Che si decida di andare in vacanza in Inghilterra o di viverci (e lavorarci) stabilmente, bisogna sempre considerare che l’imprevisto può capitare e che, per un improvviso malessere o per un incidente, ci si debba recare dal medico o, più frequentemente, presso un Pronto Soccorso (A&E) inglese.
In quanto cittadini italiani e dell’Unione Europea, non dobbiamo temere che, al momento della dimissione, ci venga presentato il conto da pagare: la tessera sanitaria e, sul retro della stessa, la Tessera Europea di Assicurazione Medica (TEAM o, in inglese, EHIC, European Health Insurance Card) ci garantiscono una copertura totale.
Una buona ragione per portarvela sempre con voi nel portafoglio.
Chi paga per noi? Mamma Italia (e lo zio Servizio Sanitario Nazionale), naturalmente!

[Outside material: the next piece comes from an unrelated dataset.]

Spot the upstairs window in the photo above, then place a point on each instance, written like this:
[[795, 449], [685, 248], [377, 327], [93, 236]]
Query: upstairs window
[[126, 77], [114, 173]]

Tra gli Stati membri dell’Unione Europea (e la Svizzera), vige infatti un regime di reciproco riconoscimento dei servizi sanitari offerti agli stranieri che non sono residenti, ma sono al tempo stesso cittadini delle Nazioni facenti parte dell’Unione medesima.
Pertanto, così come l’Italia rimborserà l’Inghilterra per una prestazione effettuata ad un vacanziere a Londra, lo stesso (al contrario) avverrà se un turista di Sua Maestà dovesse ammalarsi a Roma.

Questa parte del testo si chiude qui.